Troclosene sodium rapidly hydrolyses in water (t1/2 < 1 second).CYA does not undergo hydrolysis in the dark at 25°C at pH ranges from 5 through 9 over a period of 30 days.	

Key value for chemical safety assessment

Additional information

Troclosene sodium (NaDCC) rapidly hydrolyses in water. This is supported by a study cited in the literature (Matte 1990). The hydrolysis rate constant for monochloroisocyanuric acid was determined. The second and third chlorines on TCCA and the second chlorine on NaDCC will hydrolyse even faster since they are less strongly bound. TCCA and NaDCC hydrolyse rapidly in water, forming a range of compounds: hypochlorous acid, hypochlorite ions, Cl3CY, HCl2CY, Cl2CY, H2ClCY, HClCY, ClCY–2, H3CY (cyanuric acid), H2CY, HCY–2, CY–3(C3N3O3–3). Hydrolysis is an equilibrium reaction. The extent of hydrolysis, and the concentration of each of the above compounds, depends on the temperature, the pH and the initial concentration.

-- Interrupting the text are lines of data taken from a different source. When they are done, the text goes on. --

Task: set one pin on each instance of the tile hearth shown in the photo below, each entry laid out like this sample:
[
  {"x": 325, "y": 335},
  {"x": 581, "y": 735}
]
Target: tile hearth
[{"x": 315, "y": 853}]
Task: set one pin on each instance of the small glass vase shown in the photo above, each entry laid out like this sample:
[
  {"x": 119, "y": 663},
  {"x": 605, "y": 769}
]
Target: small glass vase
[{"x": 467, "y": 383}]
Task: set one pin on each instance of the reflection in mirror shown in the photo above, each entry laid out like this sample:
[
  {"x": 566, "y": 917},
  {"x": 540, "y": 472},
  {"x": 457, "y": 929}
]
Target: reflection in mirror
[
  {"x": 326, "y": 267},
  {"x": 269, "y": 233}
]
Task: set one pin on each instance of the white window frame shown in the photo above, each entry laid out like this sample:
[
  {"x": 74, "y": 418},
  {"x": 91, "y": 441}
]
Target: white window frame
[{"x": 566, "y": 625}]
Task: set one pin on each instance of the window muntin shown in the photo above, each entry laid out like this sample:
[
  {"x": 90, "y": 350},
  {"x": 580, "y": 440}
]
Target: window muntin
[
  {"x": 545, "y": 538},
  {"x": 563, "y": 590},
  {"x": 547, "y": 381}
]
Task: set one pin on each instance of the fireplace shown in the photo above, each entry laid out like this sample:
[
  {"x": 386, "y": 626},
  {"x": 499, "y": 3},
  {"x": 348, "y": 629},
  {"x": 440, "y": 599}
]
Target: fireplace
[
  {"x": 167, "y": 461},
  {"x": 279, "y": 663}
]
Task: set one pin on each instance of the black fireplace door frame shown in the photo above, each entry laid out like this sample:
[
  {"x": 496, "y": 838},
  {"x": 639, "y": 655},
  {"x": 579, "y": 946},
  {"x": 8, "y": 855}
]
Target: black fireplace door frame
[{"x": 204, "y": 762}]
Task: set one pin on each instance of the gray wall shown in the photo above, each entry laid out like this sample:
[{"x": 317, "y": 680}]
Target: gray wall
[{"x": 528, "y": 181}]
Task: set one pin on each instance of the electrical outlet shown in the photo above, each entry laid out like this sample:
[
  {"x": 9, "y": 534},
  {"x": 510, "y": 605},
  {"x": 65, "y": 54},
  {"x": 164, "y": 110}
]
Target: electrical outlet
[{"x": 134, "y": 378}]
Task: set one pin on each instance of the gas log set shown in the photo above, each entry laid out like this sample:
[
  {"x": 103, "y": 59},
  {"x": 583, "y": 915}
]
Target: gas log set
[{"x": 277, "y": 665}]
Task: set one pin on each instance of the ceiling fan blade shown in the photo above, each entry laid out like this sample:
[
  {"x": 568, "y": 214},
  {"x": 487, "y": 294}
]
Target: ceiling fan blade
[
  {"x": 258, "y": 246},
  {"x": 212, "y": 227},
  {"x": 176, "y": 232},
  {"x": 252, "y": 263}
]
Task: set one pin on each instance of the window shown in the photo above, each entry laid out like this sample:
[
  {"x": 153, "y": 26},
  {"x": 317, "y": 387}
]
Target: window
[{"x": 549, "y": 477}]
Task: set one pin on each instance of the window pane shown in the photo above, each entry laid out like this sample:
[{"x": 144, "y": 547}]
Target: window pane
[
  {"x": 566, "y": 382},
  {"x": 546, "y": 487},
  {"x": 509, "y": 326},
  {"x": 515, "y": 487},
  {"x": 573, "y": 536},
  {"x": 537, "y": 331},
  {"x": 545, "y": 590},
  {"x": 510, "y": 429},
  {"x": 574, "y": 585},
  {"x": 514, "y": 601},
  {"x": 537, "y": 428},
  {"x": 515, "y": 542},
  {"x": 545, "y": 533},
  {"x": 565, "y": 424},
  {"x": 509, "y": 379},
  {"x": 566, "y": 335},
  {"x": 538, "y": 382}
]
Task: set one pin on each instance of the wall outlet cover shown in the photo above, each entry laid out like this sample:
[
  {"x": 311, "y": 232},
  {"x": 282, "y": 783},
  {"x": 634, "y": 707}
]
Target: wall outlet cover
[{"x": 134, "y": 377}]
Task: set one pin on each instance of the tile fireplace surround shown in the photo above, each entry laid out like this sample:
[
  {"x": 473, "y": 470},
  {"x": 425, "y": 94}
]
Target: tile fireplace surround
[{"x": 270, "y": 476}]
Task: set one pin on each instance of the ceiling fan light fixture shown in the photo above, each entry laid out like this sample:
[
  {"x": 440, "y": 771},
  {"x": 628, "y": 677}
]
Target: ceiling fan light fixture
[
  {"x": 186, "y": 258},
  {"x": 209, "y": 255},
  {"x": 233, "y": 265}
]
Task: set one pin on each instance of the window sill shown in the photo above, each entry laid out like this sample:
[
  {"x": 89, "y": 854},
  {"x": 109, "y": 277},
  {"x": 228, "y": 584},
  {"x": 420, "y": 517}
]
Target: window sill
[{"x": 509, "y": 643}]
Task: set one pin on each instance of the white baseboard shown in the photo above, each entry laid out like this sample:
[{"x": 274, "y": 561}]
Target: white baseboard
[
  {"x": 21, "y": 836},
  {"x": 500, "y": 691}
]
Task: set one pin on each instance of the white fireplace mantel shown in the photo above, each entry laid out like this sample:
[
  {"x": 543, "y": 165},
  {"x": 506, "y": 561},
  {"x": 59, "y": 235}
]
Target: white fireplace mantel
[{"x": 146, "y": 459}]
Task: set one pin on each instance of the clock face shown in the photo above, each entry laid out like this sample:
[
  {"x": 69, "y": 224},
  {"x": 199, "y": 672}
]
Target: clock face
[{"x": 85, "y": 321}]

As the free available chlorine is reduced by reaction with various impurities in the water it is converted into chloride ions and additional free chlorine is released from the chlorinated isocyanurates in solution. Once all the available chlorine has been reduced, the stable reaction products are CYA or its salts and chloride salts. Therefore CYA or its sodium salt is the substance of interest for the environmental fate studies. A hydrolysis study is available for CYA (Hu 1981) which is considered to be the key study.